Yorkers will join people across the nation in a peaceful demonstration Saturday to honor the life of Trayvon Martin, the Florida teenager whose killer was acquitted Saturday of second-degree murder and manslaughter charges.
Organizer Sandie Walker said she envisions a prayerful vigil near the York County Judicial Center to honor Martin followed by a speaker-driven discussion of the larger issues surrounding the emotional case.
Walker said she'd prefer to avoid focusing on George Zimmerman's not-guilty verdict.
Opportunity: Instead, the York City School Board member said, this is an opportunity to talk about racial profiling and weaknesses in the United States' judicial system.

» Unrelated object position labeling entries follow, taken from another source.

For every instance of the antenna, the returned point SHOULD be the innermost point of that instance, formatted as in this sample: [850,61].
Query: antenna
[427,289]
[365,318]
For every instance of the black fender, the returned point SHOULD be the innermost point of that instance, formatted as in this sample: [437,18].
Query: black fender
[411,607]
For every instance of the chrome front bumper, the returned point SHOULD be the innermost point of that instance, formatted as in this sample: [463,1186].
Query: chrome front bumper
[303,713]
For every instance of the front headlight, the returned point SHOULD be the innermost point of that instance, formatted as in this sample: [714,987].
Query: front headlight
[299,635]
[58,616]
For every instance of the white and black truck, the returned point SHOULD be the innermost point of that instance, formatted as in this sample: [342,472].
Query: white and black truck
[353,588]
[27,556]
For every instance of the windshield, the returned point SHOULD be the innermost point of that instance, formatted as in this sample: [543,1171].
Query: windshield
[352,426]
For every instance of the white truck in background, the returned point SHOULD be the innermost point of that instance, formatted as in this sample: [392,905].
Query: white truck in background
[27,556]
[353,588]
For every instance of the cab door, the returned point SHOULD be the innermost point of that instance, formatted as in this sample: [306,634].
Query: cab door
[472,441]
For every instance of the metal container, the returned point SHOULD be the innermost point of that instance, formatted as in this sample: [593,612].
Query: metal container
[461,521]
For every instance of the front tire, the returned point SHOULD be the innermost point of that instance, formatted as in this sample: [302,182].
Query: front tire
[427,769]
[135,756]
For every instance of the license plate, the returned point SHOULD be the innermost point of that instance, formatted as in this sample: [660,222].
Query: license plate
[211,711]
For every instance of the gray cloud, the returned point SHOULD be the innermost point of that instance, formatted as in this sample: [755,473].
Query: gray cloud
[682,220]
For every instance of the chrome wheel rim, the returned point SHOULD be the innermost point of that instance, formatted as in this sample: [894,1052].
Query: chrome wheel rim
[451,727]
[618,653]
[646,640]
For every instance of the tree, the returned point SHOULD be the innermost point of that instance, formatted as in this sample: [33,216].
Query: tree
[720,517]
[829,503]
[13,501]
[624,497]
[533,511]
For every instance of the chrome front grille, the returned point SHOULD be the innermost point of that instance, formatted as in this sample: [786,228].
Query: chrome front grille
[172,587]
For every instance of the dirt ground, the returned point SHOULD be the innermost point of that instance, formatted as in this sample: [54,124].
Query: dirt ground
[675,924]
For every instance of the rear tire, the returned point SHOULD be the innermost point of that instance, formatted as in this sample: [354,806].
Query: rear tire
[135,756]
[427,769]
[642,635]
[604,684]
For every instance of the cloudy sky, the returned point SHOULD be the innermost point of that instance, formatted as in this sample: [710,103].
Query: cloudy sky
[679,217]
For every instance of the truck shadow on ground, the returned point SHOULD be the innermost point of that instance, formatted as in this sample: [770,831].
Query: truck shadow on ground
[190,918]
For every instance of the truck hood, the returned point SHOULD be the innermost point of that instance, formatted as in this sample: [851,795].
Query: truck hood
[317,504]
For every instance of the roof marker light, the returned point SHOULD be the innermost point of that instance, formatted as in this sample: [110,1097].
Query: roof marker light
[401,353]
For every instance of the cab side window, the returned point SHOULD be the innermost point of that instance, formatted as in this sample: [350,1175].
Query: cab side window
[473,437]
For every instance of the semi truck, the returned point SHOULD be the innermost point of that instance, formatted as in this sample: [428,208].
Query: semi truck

"We have to be aware of the fact that race does still play a part, even if it's unconscious or conscious, it does affect how people act and how they react at times," Walker said. "Let's just be honest and speak about it."
The group will gather at noon Saturday near the courthouse, 45 N. George St. Other cities across the nation are planning similar vigils, Walker said.
The case: On Feb. 26, 2012, Zimmerman, a neighborhood watch volunteer, followed 17-year-old Martin as he walked to the home of his father's girlfriend after buying snacks at a convenience store. Following a struggle, Zimmerman shot the unarmed black teenager in the chest. He claimed self-defense.
The acquittal has triggered emotional outrage, especially among those who believe Zimmerman targeted Martin because of the way he looked.
"I don't know what happened during those minutes when they encountered each other," Walker said. "But what I do know is another life has been lost."
March in D.C.: Another group of Yorkers is planning to join a protest march in Washington, D.C., next week.
One of the organizers, Rebecca Moore, said the Zimmerman case touched a nerve with her especially because of her own experience as a neighborhood watch volunteer. Zimmerman should never have followed Martin, especially after a 911 dispatcher advised him not to, she said.
"If you're fearful for your life, you're not getting out of your vehicle and approaching anybody," Moore said.
A bus seating 55 people will leave York from Small Athletic Field at 11:30 a.m. Wednesday, July 24. In Washington, they'll join a 3 p.m. march to the U.S. Department of Justice building.
Organizers split the cost of the bus 55 ways, resulting in each seat costing $23.
The money is due Monday. Contact Moore at (717) 424-3676 to reserve a spot on the bus.
"An injustice anywhere is an injustice everywhere," Moore said. "If we keep sitting back and allowing the injustice to prevail, we're just as guilty as the person that's creating the injustice."